In early July, Simone Spadarida Costa Moura arrived at the clinic in São Paulo to prepare for the second jab. But like many others, she turned her back when the dose of CoronaVac was gone.
She accuses policy makers of being trapped in political tug of war that is undermining Brazil’s vaccination efforts.
“They want to show that they’re speeding things up, but they’re not thinking about a second dose,” said Moura, a former school teacher. “It’s a political war, and we’re in the middle of it. For us, we just want to get vaccinated, we don’t want to get Covid.”
Although longer dosing intervals appear to increase the effectiveness of vaccines such as Pfizer and AstraZeneca, there is still a lack of research on the effects of delaying a second dose of CoronaVac. Some experts fear that longer waits may even interfere with the effectiveness of Chinese vaccines.
It was these unknowns that she was worried about when she was told she would not take her a second dose. At high risk due to an existing illness, 32-year-old Mariano took her first dose in late May, but had a hard time finding her second CoronaVac shot.
“I spent days calling all the clinics looking for vaccines,” said Mariano, who runs an online jewelry store. “It was really painful, I was very worried. My fear was that I would miss the window to be fully immunized after taking the second dose.”

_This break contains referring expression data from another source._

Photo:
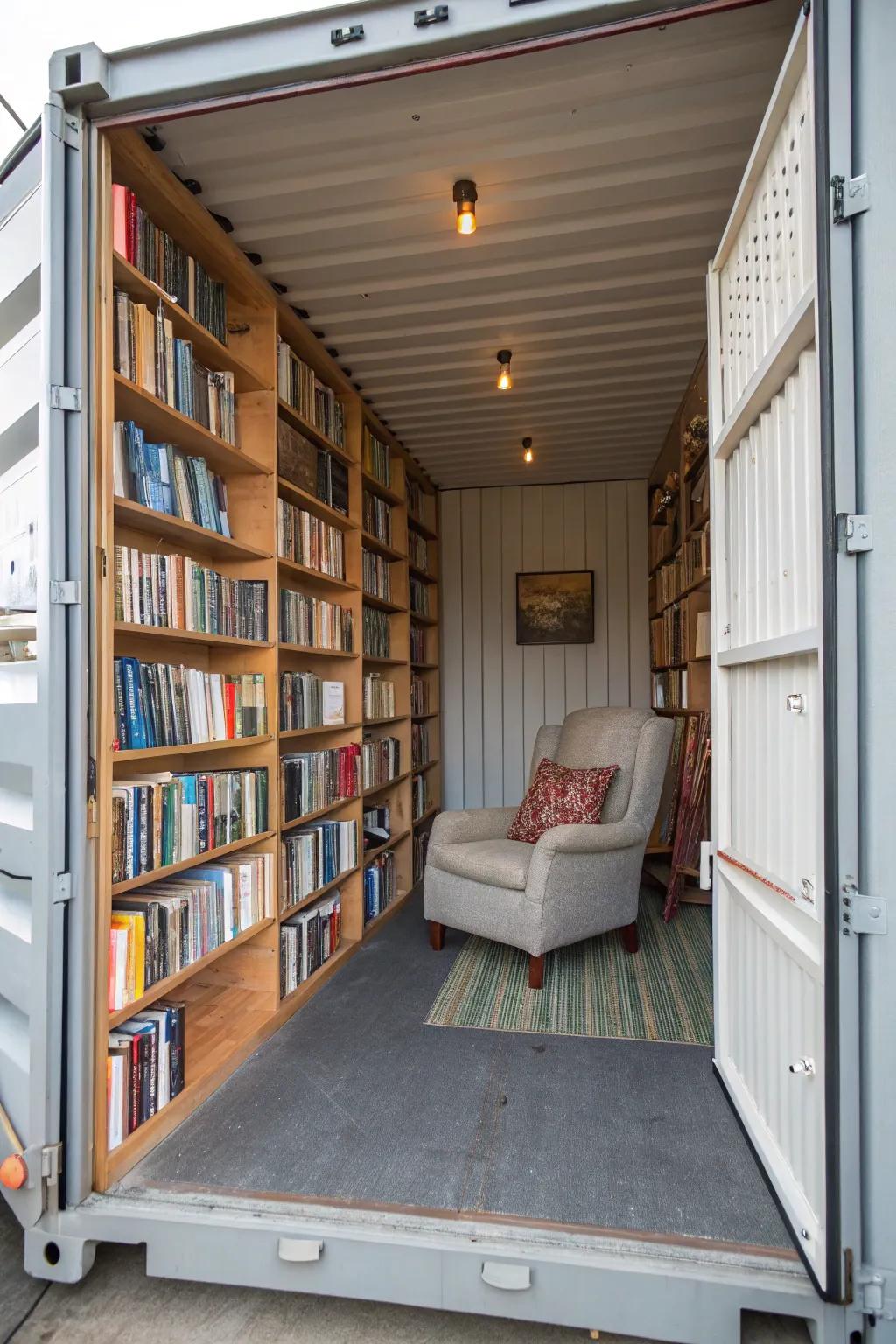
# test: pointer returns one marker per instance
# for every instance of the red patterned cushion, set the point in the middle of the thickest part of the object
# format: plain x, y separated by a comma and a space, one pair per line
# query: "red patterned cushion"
560, 797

But perhaps the biggest risk is that the virus will continue to threaten Brazilians if complete vaccination is delayed, said Dr. Garson Salvador, an infectious disease specialist at the University of São Paulo Hospital.
“We need an easy way for people to get vaccinated,” said Dr. Salvador. “Without it, some inevitably give up on the second vaccination, and unless the majority of people are completely vaccinated, we remain far from pandemic control.”
This is especially worrisome. In Brazil, new strains are gaining momentum as authorities have abolished even loose hygiene measures and many unvaccinated Brazilians are anticipating basic precautions such as social distance and wearing masks. .. Some variants have proven to be more dangerous to healthy young adults and pose a threat to Brazilians who are still waiting for jabs.
After a week-long survey, a clinic near her home received a batch of new vaccines, and Moura finally received her second dose earlier this week. She says it brought her relief-and fresh hope for the future.
“You feel more protected and safer,” she said. “That’s this feeling … things are getting better.”